The default rate-limiting mechanisms in our distributed Tyk API Gateway cluster became a source of production inconsistencies. With limits applied on a per-node basis, a client could effectively bypass their global quota by round-robining requests across different gateway instances. This not only violated our service level agreements for tiered plans but also left our backend services vulnerable to traffic spikes from a single, high-volume tenant. The initial fix, using Tyk’s built-in Redis rate limiter, introduced a high-latency dependency in the hot path and lacked the flexibility to implement complex, consumption-based quota logic. We needed a system that was globally consistent, highly available, and capable of processing stateful logic on API traffic in near real-time, without compromising the gateway’s core responsibility: low-latency request processing.
Our revised architecture decouples quota enforcement from quota computation.
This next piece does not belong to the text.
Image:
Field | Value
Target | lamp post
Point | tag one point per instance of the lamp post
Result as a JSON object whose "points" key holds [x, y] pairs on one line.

Tyk remains the enforcement point, but the decision logic is offloaded to a dedicated stream processing engine. API usage events are fired asynchronously from Tyk into a Google Cloud Pub/Sub topic. An Apache Flink cluster consumes this stream, maintains the state for every API key (e.g., tokens in a bucket), and writes enforcement decisions (BLOCK/ALLOW) to a low-latency data store, which in our case is Google Cloud Memorystore (Redis). The Tyk gateway then performs a simple, sub-millisecond check against Redis before processing an incoming request. This design transforms a complex, stateful problem into a highly scalable, event-driven workflow.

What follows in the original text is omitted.